This assignment exercises your understanding of Scala and design patterns. In addition, it will teach you a new algorithm that is entertaining in what it produces. We are often faced with writing programs that must consume text, transform that text, and generate textual output. The problem we are asking you to solve in this project assignment is exactly this type of program, albeit a bit unusual. In particular, you will complete a program that generates random English text, that reads well, from books in text format.
In the wonderful book The Practice of Programming (POP), by Brian Kernighan and Rob Pike, they describe an algorithm known as the Markov chain algorithm. Before you begin this assignment please read Chapter 3 of that book to gain an understanding of the algorithm. The excerpt from the book describes two implementations in C and in Java. Clearly, we will be implementing our version in Scala. In addition, we will be using the composition design pattern and recursion and immutable data structures rather than the mutable implementation described in Chapter 3 of POP.
Read this entire document. If, after a careful reading, something seems ambiguous or unclear to you, then communicate to the course staff immediately. Start this assignment as soon as possible. Do not wait until 5pm the night before the assignment is due to tell us you don’t understand something, as our ability to help you will be minimal.
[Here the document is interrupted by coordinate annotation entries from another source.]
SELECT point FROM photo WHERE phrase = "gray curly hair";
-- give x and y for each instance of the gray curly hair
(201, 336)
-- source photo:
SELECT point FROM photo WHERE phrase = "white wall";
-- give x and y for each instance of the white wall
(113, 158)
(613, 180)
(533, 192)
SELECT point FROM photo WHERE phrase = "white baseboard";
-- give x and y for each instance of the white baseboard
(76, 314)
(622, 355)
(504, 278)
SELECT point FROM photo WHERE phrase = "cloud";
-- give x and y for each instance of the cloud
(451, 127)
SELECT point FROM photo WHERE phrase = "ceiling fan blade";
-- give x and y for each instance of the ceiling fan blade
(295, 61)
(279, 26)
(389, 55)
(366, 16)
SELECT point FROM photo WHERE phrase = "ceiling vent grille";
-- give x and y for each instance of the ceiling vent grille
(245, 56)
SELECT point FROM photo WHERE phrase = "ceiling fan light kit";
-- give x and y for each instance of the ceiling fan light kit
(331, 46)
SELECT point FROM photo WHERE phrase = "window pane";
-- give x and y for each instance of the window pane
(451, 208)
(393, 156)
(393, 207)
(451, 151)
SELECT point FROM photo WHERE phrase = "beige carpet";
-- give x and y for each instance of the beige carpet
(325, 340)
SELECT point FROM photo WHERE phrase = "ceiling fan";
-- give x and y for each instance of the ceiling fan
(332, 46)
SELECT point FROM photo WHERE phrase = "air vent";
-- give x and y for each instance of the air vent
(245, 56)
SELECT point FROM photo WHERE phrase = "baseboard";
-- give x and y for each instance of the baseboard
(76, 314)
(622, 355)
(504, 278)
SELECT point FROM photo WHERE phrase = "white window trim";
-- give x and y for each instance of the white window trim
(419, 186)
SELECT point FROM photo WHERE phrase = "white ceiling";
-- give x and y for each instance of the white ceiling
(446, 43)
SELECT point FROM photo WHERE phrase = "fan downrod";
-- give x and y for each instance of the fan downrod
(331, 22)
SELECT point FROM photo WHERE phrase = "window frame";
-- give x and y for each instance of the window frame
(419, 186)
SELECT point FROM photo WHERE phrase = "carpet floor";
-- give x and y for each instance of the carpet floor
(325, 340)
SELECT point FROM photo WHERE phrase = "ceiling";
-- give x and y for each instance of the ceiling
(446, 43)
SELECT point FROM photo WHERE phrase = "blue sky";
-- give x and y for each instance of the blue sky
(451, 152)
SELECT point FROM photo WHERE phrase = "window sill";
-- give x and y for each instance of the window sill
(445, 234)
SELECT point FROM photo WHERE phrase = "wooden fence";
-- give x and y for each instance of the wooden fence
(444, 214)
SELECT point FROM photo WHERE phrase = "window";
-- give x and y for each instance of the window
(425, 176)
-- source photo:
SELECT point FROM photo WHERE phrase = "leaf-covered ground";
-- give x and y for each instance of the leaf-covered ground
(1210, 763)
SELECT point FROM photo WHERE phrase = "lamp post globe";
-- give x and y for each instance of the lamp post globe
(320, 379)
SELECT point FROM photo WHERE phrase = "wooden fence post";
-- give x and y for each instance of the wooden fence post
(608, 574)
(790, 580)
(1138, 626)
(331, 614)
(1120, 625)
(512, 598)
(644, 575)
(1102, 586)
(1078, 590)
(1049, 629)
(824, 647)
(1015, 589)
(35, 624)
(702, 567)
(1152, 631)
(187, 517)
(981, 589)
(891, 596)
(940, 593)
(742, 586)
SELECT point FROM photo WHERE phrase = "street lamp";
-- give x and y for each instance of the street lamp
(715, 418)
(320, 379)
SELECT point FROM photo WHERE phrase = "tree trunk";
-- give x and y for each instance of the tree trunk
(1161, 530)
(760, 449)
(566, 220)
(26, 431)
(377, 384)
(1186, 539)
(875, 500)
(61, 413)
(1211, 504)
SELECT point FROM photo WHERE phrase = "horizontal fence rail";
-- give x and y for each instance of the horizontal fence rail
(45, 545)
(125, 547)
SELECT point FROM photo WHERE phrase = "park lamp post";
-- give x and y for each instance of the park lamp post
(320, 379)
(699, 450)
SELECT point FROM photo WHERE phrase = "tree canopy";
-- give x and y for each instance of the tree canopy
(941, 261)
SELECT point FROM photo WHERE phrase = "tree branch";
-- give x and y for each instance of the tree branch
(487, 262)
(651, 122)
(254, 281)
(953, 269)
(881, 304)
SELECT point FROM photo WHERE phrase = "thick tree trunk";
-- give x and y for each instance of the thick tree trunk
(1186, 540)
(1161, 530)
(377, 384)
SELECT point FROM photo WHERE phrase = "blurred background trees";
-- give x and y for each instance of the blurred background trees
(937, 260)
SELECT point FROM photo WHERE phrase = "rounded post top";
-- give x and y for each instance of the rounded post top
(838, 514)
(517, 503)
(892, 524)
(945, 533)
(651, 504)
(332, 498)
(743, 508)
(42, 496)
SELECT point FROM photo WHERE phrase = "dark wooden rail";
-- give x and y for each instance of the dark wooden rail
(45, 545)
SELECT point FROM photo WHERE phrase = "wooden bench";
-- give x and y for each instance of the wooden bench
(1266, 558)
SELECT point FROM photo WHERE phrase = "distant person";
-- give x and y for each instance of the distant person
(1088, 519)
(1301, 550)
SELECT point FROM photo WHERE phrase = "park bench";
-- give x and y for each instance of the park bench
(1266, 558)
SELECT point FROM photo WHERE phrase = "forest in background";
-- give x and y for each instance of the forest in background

Reminder: Copying partial or whole solutions, obtained from other students or elsewhere, is academic dishonesty. Do not share your code with your classmates, and do not use your classmates’ code. If you are confused about what constitutes academic dishonesty you should re-read the course syllabus and policies. We assume you have read the course information in detail and by submitting this assignment you have provided your virtual signature in agreement with these policies.
You are responsible for submitting project assignments that compile and are configured correctly. If your project submission does not follow these policies exactly you may receive a grade of zero for this assignment.
Policies:
For many assignments, it will be useful for you to write additional Scala files. Any Scala file you write that is used by your solution MUST be in the provided src/main directory you submit to Moodle.
The course staff are here to help you figure out errors (not solve them for you), but we won’t do so for you after you submit your solution. When you submit your solution, be sure to remove all compilation errors from your project. Any compilation errors in your project will cause the auto-grader to fail your assignment, and you will receive a zero for your submission. No Exceptions!
In the src/test/scala
directory, we provide ScalaTest test suites that will help you keep on track while completing the assignment. We recommend you run the tests often and use them to help create a checklist of things to do next. But, you should be aware that we deliberately do not provide you the full test suite we use when grading.
We recommend that you think about possible cases and add new test cases to these files as part of your programming discipline. Simple tests to add will consider questions such as:
Do your methods handle edge cases such as integer arguments that may be positive, negative, or zero? Many methods only accept arguments that are in a particular range.
Does your code handle unusual cases, such as empty or maximally-sized data structures?
More complex tests will be assignment-specific. To build good test cases, think about ways to exercise functions and methods. Work out the correct result for a call of a method with a given set of parameters by hand, then add it as a test case. Note that we will not be looking at your test cases (unless otherwise specified by the assignment documentation), they are just for your use and will be removed by the auto-grader during the evaluation process.
If you modify the test cases we provided or you added your own it is important to know that they will not be used. The auto-grader will use its own copy of the public and private tests. If you modify any source files in the src/test/scala
directory your changes will not be reflected in the grading of your submission.
Before submitting, make sure that your program compiles with and passes all of the original tests. If you have errors in these files, it means the structure of the files found in the src
directory have been altered in a way that will cause your submission to lose some (or all) points.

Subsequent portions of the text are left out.